Bipartisan Group of House and Senate Lawmakers Introduce Silviculture Regulatory Consistency Act
WASHINGTON, D.C.—A bipartisan group of senators and U.S. House members today introduced bills to provide certainty to forestry companies and workers, by reaffirming the Environmental Protection Agency’s 37-year-old policy toward regulation of runoff from forest roads.
Senate Energy and Natural Resources Committee Chairman Ron Wyden, D-Ore., Senator Mike Crapo, R-Idaho, and Representatives Jaime Herrera Beutler, R-Wash., and Kurt Schrader, D-Ore., introduced the Silviculture Regulatory Consistency Act today.
The bill would aid efforts to increase timber harvests and forestry jobs by preventing unnecessary litigation on a question that the U.S. Supreme Court settled in the EPA’s favor earlier this year.
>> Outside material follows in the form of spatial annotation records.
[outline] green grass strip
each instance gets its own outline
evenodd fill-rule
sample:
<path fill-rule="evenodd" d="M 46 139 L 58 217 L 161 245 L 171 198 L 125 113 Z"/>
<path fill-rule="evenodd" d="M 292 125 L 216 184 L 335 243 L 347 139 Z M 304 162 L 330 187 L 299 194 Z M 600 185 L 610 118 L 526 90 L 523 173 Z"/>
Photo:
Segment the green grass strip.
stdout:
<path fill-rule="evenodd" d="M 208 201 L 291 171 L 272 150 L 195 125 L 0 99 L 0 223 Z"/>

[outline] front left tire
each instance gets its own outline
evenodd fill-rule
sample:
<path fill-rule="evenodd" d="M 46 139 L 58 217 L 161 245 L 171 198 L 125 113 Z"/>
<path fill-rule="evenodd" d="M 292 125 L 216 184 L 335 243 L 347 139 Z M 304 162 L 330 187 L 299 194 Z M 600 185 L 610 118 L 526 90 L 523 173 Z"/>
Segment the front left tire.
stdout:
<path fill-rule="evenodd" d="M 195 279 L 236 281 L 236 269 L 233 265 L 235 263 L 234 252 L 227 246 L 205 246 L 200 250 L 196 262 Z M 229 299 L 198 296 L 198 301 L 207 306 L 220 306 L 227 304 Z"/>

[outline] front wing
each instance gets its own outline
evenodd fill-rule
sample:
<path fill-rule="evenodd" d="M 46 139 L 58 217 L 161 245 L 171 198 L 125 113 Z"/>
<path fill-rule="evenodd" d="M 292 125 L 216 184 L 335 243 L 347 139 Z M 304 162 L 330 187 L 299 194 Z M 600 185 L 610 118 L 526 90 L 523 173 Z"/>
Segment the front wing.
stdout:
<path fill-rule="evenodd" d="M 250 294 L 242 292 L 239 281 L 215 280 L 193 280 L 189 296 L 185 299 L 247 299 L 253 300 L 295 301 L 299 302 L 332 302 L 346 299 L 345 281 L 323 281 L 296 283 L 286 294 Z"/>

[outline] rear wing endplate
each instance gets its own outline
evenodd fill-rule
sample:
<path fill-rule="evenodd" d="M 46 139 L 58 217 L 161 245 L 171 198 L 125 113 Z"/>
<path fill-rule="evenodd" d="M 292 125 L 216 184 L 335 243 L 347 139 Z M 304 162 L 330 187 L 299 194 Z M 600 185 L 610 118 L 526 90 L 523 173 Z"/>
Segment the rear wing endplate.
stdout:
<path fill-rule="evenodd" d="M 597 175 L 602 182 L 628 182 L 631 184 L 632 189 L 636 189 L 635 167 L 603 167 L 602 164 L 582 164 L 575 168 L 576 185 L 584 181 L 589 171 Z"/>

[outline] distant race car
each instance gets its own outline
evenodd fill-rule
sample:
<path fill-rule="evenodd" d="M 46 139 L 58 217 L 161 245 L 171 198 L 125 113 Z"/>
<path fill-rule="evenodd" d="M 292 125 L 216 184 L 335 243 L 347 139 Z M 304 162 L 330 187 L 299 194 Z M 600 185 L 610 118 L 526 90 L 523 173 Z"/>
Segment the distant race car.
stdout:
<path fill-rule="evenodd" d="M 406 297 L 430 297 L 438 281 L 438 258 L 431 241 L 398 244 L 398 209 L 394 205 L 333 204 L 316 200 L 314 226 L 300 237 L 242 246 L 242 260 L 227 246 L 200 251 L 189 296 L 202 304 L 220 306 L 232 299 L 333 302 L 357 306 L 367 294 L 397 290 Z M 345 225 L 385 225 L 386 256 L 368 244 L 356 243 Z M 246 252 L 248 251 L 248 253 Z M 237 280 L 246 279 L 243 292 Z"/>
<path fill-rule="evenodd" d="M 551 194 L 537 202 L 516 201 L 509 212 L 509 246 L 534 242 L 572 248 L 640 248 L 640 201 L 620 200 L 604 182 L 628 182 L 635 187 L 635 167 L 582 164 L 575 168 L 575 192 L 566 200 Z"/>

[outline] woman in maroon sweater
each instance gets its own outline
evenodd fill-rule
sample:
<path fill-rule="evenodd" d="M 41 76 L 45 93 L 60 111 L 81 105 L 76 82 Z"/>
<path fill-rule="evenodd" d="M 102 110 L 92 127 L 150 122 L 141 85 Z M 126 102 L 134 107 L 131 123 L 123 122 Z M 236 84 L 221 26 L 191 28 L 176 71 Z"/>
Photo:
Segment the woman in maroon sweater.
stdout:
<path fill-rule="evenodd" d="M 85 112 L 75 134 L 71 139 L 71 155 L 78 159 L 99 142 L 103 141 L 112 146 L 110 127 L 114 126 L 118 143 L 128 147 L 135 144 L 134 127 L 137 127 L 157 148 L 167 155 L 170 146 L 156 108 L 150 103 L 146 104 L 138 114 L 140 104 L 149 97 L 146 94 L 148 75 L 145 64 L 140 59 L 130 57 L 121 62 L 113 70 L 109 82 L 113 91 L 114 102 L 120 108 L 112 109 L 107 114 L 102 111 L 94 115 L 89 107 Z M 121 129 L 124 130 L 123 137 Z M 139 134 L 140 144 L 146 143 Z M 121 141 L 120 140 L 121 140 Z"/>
The bill, like the Supreme Court decision, upholds the EPA’s existing policy, which does not require water discharge permits for forest roads.
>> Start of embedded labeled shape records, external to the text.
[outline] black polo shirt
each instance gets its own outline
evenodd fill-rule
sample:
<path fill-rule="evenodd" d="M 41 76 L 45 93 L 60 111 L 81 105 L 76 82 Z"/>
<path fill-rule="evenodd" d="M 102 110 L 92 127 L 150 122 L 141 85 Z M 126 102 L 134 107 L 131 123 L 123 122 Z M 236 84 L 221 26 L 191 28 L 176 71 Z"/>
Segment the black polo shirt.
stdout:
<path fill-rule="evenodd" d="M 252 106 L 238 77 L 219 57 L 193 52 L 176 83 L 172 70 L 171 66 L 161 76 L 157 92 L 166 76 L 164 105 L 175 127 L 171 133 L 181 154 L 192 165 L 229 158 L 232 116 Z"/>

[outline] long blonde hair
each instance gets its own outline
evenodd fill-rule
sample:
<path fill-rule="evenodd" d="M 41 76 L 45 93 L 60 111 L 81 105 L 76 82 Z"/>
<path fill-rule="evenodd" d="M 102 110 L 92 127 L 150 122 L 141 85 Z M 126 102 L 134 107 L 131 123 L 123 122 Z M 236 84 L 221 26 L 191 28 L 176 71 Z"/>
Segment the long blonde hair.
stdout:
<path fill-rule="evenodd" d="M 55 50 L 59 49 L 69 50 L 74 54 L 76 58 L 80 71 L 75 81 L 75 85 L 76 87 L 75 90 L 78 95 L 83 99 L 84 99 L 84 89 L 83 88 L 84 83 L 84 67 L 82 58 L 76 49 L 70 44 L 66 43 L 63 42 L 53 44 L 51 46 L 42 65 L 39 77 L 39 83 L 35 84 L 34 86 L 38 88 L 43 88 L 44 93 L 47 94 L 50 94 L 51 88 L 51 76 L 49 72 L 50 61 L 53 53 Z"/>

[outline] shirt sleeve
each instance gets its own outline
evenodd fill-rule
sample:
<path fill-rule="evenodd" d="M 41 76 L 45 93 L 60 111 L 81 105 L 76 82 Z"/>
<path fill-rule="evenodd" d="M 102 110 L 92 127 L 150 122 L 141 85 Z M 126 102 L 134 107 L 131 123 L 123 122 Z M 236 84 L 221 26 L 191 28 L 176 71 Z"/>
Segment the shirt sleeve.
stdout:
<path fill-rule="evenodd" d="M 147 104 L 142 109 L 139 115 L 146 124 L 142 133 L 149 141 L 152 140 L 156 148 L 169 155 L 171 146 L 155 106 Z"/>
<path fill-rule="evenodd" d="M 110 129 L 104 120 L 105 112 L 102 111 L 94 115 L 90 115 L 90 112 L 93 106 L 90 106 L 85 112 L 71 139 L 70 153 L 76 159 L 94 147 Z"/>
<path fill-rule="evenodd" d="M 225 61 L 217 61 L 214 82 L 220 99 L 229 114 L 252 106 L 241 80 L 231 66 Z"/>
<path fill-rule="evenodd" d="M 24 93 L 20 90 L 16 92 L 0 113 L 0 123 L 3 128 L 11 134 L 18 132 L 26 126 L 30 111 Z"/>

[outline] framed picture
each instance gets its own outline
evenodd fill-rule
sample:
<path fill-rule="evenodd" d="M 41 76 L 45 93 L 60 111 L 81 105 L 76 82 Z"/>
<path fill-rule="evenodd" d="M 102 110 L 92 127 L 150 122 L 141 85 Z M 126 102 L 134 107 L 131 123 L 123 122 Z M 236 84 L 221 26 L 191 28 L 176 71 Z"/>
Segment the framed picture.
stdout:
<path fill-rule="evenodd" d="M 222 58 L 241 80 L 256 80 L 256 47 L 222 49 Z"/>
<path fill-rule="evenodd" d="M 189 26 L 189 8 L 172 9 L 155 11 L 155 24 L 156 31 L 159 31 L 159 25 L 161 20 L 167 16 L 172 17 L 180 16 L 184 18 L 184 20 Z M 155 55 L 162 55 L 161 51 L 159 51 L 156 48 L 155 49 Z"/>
Despite the EPA and Supreme Court decisions, however, some groups have promised to continue litigation, which will needlessly delay needed forest restoration work without action by Congress.
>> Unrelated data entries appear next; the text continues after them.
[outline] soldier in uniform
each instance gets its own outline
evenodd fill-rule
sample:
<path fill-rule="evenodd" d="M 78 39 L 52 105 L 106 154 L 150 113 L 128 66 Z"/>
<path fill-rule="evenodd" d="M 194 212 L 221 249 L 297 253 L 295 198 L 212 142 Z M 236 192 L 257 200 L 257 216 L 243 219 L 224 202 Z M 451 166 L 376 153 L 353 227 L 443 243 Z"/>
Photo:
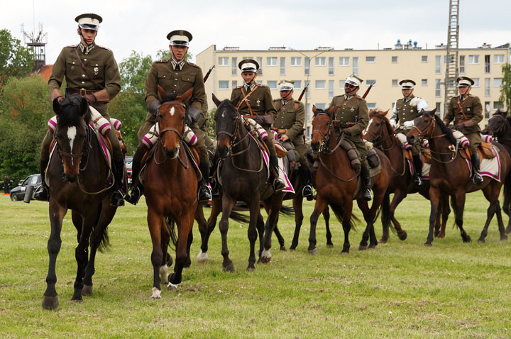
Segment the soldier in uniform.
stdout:
<path fill-rule="evenodd" d="M 256 84 L 257 71 L 259 64 L 251 59 L 241 60 L 238 67 L 241 70 L 243 84 L 233 89 L 231 101 L 238 102 L 239 113 L 252 118 L 268 133 L 265 143 L 270 150 L 270 179 L 273 179 L 275 191 L 285 188 L 284 182 L 278 177 L 278 160 L 270 128 L 274 122 L 276 111 L 273 106 L 271 93 L 268 86 Z"/>
<path fill-rule="evenodd" d="M 444 116 L 444 123 L 447 126 L 454 120 L 454 129 L 463 133 L 470 141 L 472 166 L 474 169 L 473 179 L 479 184 L 483 182 L 483 177 L 479 170 L 477 148 L 481 143 L 478 124 L 483 120 L 483 106 L 479 98 L 470 94 L 473 80 L 468 77 L 460 77 L 456 79 L 456 82 L 459 95 L 451 98 L 449 109 Z"/>
<path fill-rule="evenodd" d="M 427 111 L 426 100 L 413 95 L 415 82 L 407 79 L 400 82 L 401 93 L 403 98 L 396 100 L 390 118 L 390 125 L 395 128 L 399 123 L 400 133 L 405 135 L 410 132 L 414 126 L 414 120 L 422 110 Z M 422 187 L 422 159 L 421 159 L 420 144 L 415 143 L 412 148 L 412 157 L 415 168 L 414 182 L 418 187 Z"/>
<path fill-rule="evenodd" d="M 80 37 L 78 45 L 67 46 L 53 65 L 52 74 L 48 80 L 50 96 L 53 101 L 64 99 L 60 93 L 60 86 L 65 77 L 66 95 L 79 94 L 89 104 L 96 109 L 110 122 L 108 103 L 121 90 L 121 74 L 114 53 L 106 48 L 95 43 L 99 23 L 103 21 L 97 14 L 87 13 L 77 16 L 77 33 Z M 34 194 L 38 200 L 47 201 L 48 191 L 45 184 L 45 171 L 50 160 L 49 148 L 53 135 L 49 131 L 43 141 L 40 155 L 40 173 L 43 184 Z M 108 138 L 112 145 L 114 191 L 110 199 L 114 206 L 123 206 L 121 189 L 124 175 L 124 156 L 123 155 L 115 129 L 111 128 Z"/>
<path fill-rule="evenodd" d="M 209 159 L 204 145 L 205 133 L 197 125 L 201 114 L 207 111 L 204 77 L 199 66 L 188 62 L 185 59 L 189 43 L 192 38 L 192 34 L 184 30 L 172 30 L 167 35 L 167 38 L 170 41 L 169 48 L 172 52 L 172 57 L 153 62 L 145 79 L 145 103 L 149 111 L 145 122 L 138 130 L 138 146 L 133 155 L 132 177 L 136 178 L 138 175 L 142 157 L 145 152 L 145 146 L 141 143 L 141 140 L 155 124 L 155 113 L 160 106 L 158 85 L 163 87 L 167 94 L 175 94 L 176 96 L 182 95 L 193 88 L 192 98 L 186 103 L 187 123 L 197 138 L 197 145 L 200 157 L 199 168 L 203 179 L 199 187 L 197 199 L 199 203 L 204 203 L 211 200 L 211 189 L 209 185 Z M 140 182 L 136 183 L 130 194 L 126 196 L 126 201 L 133 205 L 136 204 L 142 194 L 142 189 Z"/>
<path fill-rule="evenodd" d="M 280 99 L 273 100 L 273 106 L 277 110 L 277 118 L 272 129 L 277 131 L 279 140 L 286 150 L 293 152 L 292 154 L 294 154 L 295 150 L 298 153 L 298 171 L 304 184 L 302 194 L 307 198 L 307 200 L 312 200 L 311 173 L 307 159 L 307 148 L 305 146 L 303 134 L 305 109 L 302 103 L 292 98 L 294 82 L 282 80 L 279 84 Z"/>
<path fill-rule="evenodd" d="M 344 82 L 344 94 L 334 96 L 330 103 L 330 109 L 335 106 L 334 119 L 339 121 L 341 133 L 345 140 L 356 148 L 361 160 L 361 178 L 363 184 L 363 199 L 373 199 L 370 192 L 370 177 L 367 162 L 367 148 L 362 140 L 362 131 L 369 122 L 369 111 L 366 100 L 356 94 L 360 89 L 362 79 L 355 75 L 350 75 Z M 347 126 L 346 126 L 347 124 Z"/>

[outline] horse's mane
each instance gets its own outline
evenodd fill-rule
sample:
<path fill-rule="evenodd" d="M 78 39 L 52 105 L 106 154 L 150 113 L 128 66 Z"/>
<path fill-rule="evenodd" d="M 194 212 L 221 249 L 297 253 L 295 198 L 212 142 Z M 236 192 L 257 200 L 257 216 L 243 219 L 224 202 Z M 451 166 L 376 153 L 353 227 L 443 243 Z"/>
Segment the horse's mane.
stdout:
<path fill-rule="evenodd" d="M 77 126 L 80 125 L 82 117 L 79 115 L 79 106 L 82 100 L 85 99 L 79 94 L 71 94 L 64 99 L 60 105 L 62 112 L 57 119 L 57 127 Z M 90 123 L 92 120 L 90 109 L 87 109 L 83 116 L 83 119 L 86 123 Z"/>

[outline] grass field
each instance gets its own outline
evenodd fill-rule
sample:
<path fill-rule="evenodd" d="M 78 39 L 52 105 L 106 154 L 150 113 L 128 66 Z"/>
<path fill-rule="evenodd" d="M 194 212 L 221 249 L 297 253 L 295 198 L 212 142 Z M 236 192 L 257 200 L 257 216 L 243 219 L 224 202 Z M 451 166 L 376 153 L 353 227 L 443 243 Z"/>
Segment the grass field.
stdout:
<path fill-rule="evenodd" d="M 230 223 L 233 274 L 221 269 L 218 228 L 211 235 L 209 262 L 195 262 L 199 235 L 194 228 L 192 265 L 182 283 L 151 300 L 150 238 L 141 201 L 118 210 L 109 226 L 111 247 L 97 258 L 93 294 L 82 303 L 70 301 L 76 230 L 70 213 L 57 261 L 60 306 L 48 311 L 41 307 L 48 204 L 13 203 L 0 196 L 0 337 L 509 338 L 511 244 L 499 241 L 496 220 L 486 243 L 475 242 L 487 206 L 480 192 L 468 196 L 465 226 L 474 242 L 462 243 L 451 217 L 446 238 L 425 248 L 429 204 L 411 196 L 397 211 L 406 240 L 392 235 L 388 244 L 359 252 L 359 226 L 351 233 L 348 255 L 341 255 L 339 222 L 331 221 L 334 246 L 327 248 L 320 218 L 319 254 L 312 256 L 307 248 L 313 205 L 307 203 L 297 250 L 279 251 L 274 238 L 271 263 L 258 265 L 252 272 L 245 271 L 246 226 Z M 289 246 L 294 221 L 281 217 L 279 226 Z M 379 238 L 380 222 L 376 233 Z"/>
Senators Max Baucus, D-Mont., and James Risch, R-Idaho, and Representatives Dan Benishek, R-Mich., Tom Cotton, R-Ark., Jeff Duncan, R-S.C., Cathy McMorris Rodgers, R-Wash., Nick Rahall, D-W.V., Reid Ribble, R-Wisc., and Mike Simpson, R-Idaho are original cosponsors of the measure.
WYDEN: “We need a healthy timber industry to provide timber jobs and to do the restoration work that ensures healthy forests. The way to do that is to stop litigating questions that have already been answered, and start working together to improve forest management practices. This bill will reaffirm the determination by both EPA and the Supreme Court that forest roads and other silviculture activities are not open to more litigation over water discharge permits under the Clean Water Act.”
CRAPO: “The jobs and economic activities relating to the forest products industry are critical to Idaho and the Pacific Northwest. The decision to change a 37-year-old program that deferred the regulation of logging road runoff to individual states has brought increased hardships causing job losses and jeopardizing our rural communities. This bipartisan legislation will clarify that the Clean Water Act was not intended to regulate stormwater runoff on forest roads and allow the focus of private, state and federal land managers to return to improving forest management.”
HERRERA BEUTLER: “At the heart of our efforts are the moms and dads employed by healthy, working forests – and passing this law will help make sure they have jobs, and will help make our forests healthy. I’m proud to keep working with my colleagues in both parties to solidify a law based on sound science that takes people and their livelihoods into account.”
SCHRADER: “The ability to independently manage our forests in a sustainable and responsible way is crucial to the vitality of Oregon’s rural economies and helps to keep our forests healthy and thriving. The timber industry and EPA have worked together for over three decades to reduce forest roads runoff with much success. The Silviculture Regulatory Consistency Act restores the certainty our state and local governments and private forest landowners need to continue managing forestlands using best management practices that have been successful in the past.”
SIMPSON: “I am pleased to once again be part of a broad, bipartisan coalition working to provide needed certainty to an industry that is so important to Idaho and the Northwest. By clearly reinstating EPA’s long-standing policy on forest roads in law, this legislation is a simple but important fix to a misguided and problematic court decision.”